Les « cas d’utilisation à haut risque » regroupent les applications d’IA influençant des décisions majeures en matière de sécurité nationale, comme le suivi de cibles militaires ou l’identification d’individus suspects. Pour ces applications, des protocoles rigoureux sont requis, incluant une surveillance renforcée et une validation par des experts qualifiés. L’objectif est d'assurer que l'IA utilisée dans des contextes sensibles comme les décisions militaires se limite à des cas où le risque pour la sécurité publique est parfaitement maîtrisé et justifié.
Gestion des risques et suivi en temps réel des applications d’IA
Le document préconise des pratiques de gestion des risques pour les systèmes d’IA à fort impact. Avant tout déploiement, les agences doivent réaliser des évaluations de risque incluant la qualité des données et les impacts possibles d’un échec du système. Une série de tests en conditions réelles doit également être effectuée pour confirmer les performances et identifier les éventuelles failles. De plus, chaque application d'IA fait l'objet d'un inventaire annuel, dans lequel chaque cas d’utilisation est examiné et les risques recensés. Cette surveillance permet de garantir une utilisation de l’IA conforme aux objectifs de sécurité tout en préservant les droits des individus.
Afin de garantir l’intégrité des systèmes, les agences doivent documenter l’ensemble des processus et résultats, et assurer que les agents responsables de l’IA soient formés aux enjeux spécifiques de chaque application. Le rapport propose également la création de conseils de gouvernance de l’IA au sein des agences, dirigés par des responsables spécialisés, pour superviser les déploiements et assurer une application cohérente des mesures de protection.
Transparence, formation et responsabilité
Pour renforcer la transparence et maintenir la confiance publique, le document exige que les agences publient des rapports annuels sur leurs pratiques d’IA, incluant des données accessibles au public autant que possible. Par ailleurs, chaque agent impliqué dans le développement ou l’utilisation de l’IA devra suivre une formation spécifique, incluant une sensibilisation aux risques liés aux biais potentiels et à la surdépendance aux systèmes automatisés. L’idée est de former des utilisateurs informés et capables de prendre du recul face aux décisions automatisées, ce qui réduit les risques de « biais d’automatisation ».

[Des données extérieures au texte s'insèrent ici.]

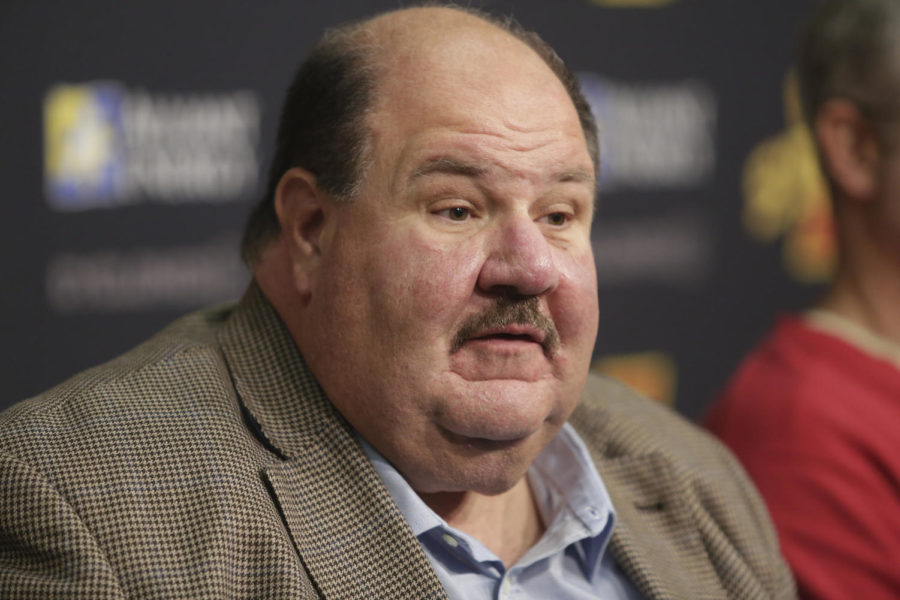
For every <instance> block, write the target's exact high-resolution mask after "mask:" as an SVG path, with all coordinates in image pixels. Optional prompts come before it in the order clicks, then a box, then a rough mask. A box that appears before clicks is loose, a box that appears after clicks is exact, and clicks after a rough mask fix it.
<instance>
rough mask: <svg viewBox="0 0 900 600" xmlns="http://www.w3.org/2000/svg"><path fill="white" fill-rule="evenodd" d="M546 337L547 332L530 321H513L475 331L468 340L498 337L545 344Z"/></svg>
mask: <svg viewBox="0 0 900 600" xmlns="http://www.w3.org/2000/svg"><path fill="white" fill-rule="evenodd" d="M546 338H547V334H546V333H545V332H544V331H543V330H542V329H541V328H539V327H536V326H534V325H531V324H530V323H513V324H510V325H506V326H502V327H489V328H487V329H485V330H484V331H480V332H477V333H475V334H474V335H472V336H471V337H470V338H469V339H468V340H466V341H474V340H490V339H496V340H510V341H521V342H533V343H535V344H540V345H541V346H543V345H544V340H545V339H546Z"/></svg>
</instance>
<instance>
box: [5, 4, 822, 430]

Le cadre prévoit également des mécanismes de responsabilité renforcés. Ainsi, toute décision basée sur l’IA pouvant avoir des effets significatifs, comme une décision de licenciement ou une évaluation de la santé, devra inclure un recours possible pour l’individu concerné. La possibilité de signaler les abus de l'IA de manière anonyme est également intégrée, avec des protections pour les lanceurs d’alerte. Ce cadre de gouvernance est conçu pour maintenir une vigilance constante sur les applications d’IA dans les domaines de sécurité, et pour s’assurer que la technologie reste un outil au service des droits et de la sécurité publique, plutôt qu'une menace pour eux.